Getting PubMed metadata with RISmed directly into RStudio

RISmed
Author

Catherine Blatter

Published

April 29, 2019

What is this post about?

  • For my master’s thesis (stay tuned 😎) I came at a point where I was interested in having a closer look at publication meta data (e.g. publications per year)

  • PubMed usually does provide this service when you execute your search, for some reason it failed for my query

  • Being taught basic statistics I was determined to find a way to create the image myself… and came across the amazing RISmed-📦

➡️ This blog post highlights how I used the RISmed package and gives short code examples

Introduction - what were the problems I faced?

The topic of my master’s thesis - unfinished / missed / rationed nursing care - is an important topic in health services research with growing numbers of publications over the last years. Altough I did not have to use R extensively during my thesis, in one specific case I greatly profited from it:

Usually, PubMed provides a small graphical display of the yearly publication count on each query as shown in the image below:

PubMed year count

For some reason it failed for my exact search query. This was especially bad because I had to make a somehow valid statement that the publication numbers were increasing over the last years. If I only could get all meta data (i.e. years) from my query (~900) into a spreadsheet…1

At some point I realized that the PubMed database should be accessible and I was sure that R has a solution to it - that’s how I found the RISmed-package.

RISmed package

In short: the RISmed package provides functions to extract bibliographic information from
the NCBI databases. In other words: you can extract the information from PubMed through R code - exactly what I needed!

How to use RISmed?

First you need to install install.packages("RISmed") or load the package:

# load necessary packages
library(tidyverse)
library(RISmed)

Then you specify the search_topic and search_query:

# build the search topic
search_topic <- 'missed care [TI] OR implicit rationing [TI] OR unfinished care [TI]'

# the EUtilsSummary()-function gets information on your search results
# (maximum results set as 1000, years between 1980 and 2019)
search_query <- EUtilsSummary(search_topic, retmax=1000, mindate=1980,maxdate=2019)
Warning in any(is.na(WhichArgs)) || sapply(WhichArgs, length) > 1: 'length(x) =
3 > 1' in coercion to 'logical(1)'

summary() and QueryId get you quick overview of your results:

# Printing the summary displays the actual results that are available
summary(search_query)
Query:
("missed care"[Title] OR "implicit rationing"[Title] OR "unfinished care"[Title]) AND 1980/01/01:2019/12/31[Date - Entry] 

Result count:  66
# see the PMIIDs of our returned query
QueryId(search_query)
 [1] "31883182" "31850645" "31845542" "31773131" "31680364" "31596988"
 [7] "31583822" "31529752" "31334567" "31305955" "30937945" "30866129"
[13] "30686577" "30681485" "30589706" "30475323" "30303195" "30303194"
[19] "30303193" "30145041" "30095046" "29791753" "29655017" "29569380"
[25] "29554590" "29471742" "29281908" "28978300" "28971888" "28960457"
[31] "28844649" "28599196" "27556651" "27492884" "27322941" "27292861"
[37] "27234155" "29718634" "26947419" "26259338" "26032730" "25794946"
[43] "25563066" "25430513" "24681453" "24681452" "24481345" "24397252"
[49] "24248553" "23991529" "23334645" "23084600" "22674763" "20661063"
[55] "19590471" "18055900" "16323493" "11467274" "10862990" "9694173" 
[61] "10173241" "8611380"  "7549650"  "7549649"  "7795458"  "8332926" 

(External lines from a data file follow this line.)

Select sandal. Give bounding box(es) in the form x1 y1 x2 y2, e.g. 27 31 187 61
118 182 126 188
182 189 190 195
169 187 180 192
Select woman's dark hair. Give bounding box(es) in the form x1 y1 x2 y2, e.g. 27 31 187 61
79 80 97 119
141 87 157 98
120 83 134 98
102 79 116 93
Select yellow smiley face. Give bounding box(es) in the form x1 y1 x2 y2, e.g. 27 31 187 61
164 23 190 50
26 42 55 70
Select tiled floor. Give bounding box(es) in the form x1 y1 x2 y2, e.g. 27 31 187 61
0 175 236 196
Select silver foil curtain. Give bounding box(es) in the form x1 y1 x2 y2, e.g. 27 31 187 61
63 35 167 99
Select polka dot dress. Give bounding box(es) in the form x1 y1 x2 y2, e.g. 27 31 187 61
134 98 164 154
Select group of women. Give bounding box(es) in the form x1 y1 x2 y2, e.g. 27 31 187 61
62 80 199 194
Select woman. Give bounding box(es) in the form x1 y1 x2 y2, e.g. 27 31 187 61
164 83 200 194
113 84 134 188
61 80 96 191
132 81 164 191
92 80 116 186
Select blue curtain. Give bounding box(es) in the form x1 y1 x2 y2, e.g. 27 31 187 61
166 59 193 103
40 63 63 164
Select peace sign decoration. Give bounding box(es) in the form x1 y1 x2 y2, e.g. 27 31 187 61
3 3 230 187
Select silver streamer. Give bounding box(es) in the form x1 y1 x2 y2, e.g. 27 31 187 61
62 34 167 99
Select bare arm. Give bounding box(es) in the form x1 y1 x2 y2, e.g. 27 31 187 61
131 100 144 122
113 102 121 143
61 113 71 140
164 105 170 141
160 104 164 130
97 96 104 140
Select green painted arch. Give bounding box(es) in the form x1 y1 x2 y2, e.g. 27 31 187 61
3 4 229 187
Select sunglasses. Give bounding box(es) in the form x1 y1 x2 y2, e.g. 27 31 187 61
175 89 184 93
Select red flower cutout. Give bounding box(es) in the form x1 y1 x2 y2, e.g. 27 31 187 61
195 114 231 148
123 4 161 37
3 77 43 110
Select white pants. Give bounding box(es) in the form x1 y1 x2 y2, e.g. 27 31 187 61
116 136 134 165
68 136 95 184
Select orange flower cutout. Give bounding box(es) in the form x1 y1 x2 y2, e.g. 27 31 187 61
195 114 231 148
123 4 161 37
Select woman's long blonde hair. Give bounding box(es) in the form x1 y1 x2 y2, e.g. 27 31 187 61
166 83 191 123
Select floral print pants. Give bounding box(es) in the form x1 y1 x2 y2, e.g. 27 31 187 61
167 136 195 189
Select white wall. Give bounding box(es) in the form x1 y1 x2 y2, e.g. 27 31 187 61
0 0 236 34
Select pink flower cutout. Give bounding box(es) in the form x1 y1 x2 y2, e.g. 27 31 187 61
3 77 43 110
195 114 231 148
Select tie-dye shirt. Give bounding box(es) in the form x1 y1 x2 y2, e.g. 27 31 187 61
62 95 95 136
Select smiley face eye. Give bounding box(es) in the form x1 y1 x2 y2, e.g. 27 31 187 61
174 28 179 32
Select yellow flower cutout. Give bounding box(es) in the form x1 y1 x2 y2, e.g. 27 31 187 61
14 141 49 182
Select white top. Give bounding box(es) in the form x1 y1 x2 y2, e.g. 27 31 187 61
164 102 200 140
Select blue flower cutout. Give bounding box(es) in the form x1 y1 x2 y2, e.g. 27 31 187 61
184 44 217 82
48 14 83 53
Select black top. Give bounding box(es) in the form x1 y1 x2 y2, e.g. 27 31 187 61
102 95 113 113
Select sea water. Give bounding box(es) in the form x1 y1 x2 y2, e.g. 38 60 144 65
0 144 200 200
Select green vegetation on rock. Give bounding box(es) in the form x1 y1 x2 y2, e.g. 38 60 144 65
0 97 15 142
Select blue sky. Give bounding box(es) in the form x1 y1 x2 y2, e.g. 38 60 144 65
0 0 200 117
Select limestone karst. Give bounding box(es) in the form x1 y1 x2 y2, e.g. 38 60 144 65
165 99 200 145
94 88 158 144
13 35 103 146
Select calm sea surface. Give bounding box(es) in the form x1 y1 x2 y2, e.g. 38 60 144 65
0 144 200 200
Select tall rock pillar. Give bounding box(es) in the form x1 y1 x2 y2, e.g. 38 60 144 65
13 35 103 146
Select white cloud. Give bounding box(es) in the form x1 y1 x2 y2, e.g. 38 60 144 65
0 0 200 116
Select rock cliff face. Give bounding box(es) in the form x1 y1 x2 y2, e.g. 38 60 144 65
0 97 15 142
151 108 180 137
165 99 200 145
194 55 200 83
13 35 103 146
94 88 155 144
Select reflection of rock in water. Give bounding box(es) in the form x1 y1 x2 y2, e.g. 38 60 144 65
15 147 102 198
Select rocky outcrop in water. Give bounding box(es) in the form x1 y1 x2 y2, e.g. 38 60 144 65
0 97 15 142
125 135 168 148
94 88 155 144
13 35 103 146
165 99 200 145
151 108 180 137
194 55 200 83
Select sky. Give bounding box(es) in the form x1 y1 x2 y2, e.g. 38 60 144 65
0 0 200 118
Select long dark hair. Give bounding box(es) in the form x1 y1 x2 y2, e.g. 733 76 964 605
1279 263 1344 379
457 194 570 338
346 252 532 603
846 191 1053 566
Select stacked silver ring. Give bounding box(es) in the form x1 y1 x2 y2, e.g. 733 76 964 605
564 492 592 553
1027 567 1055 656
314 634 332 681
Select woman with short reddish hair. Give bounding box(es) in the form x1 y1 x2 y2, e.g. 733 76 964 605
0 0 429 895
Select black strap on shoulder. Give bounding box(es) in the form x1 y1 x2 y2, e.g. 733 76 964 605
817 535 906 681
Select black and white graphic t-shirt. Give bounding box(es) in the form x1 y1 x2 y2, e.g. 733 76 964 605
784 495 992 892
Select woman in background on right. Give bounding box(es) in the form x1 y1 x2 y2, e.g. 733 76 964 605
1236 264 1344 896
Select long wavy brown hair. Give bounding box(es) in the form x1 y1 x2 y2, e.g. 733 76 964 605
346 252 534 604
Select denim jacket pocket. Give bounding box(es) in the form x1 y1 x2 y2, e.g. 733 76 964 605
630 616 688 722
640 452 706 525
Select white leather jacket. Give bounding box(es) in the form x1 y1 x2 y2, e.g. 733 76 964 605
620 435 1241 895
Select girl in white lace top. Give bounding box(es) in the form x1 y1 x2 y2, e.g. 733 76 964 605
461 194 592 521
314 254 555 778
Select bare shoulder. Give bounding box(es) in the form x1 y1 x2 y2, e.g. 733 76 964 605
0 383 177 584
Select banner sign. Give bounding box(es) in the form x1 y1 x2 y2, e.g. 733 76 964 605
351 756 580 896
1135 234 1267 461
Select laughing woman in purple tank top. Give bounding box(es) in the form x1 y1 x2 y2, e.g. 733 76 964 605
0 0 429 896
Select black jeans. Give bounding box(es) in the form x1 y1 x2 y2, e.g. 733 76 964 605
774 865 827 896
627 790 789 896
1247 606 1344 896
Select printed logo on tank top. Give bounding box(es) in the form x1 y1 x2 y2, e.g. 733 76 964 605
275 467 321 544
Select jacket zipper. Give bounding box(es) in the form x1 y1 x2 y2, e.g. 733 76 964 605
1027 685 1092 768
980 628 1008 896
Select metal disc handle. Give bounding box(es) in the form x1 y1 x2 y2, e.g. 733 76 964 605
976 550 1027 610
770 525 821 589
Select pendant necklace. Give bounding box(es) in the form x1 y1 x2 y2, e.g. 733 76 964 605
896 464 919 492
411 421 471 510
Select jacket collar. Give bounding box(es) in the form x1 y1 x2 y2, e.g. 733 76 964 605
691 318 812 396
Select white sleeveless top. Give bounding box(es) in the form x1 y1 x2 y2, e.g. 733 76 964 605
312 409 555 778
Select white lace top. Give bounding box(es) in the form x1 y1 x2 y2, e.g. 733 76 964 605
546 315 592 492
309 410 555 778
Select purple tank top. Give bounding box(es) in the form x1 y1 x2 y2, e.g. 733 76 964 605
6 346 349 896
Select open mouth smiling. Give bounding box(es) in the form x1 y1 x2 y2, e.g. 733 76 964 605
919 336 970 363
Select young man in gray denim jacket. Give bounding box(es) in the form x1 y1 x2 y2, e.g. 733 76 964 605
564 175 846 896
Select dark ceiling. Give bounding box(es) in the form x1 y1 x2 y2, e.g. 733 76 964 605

If you think your query gets you a reasonable number of results you can then further information on your records (i.e. dowloading the information):

# get the actual data from PubMed and store them in an object called records
records <- EUtilsGet(search_query, type = "efetch", db = "pubmed")

# check what kind of object "records" is
class(records)
[1] "Medline"
attr(,"package")
[1] "RISmed"

For creating your final dataframe to analyse the data, you need to extract information as requested. You can choose either dataframe or list to store the results. Careful: If you extract Author() you need to choose list, otherwise the variable is dropped.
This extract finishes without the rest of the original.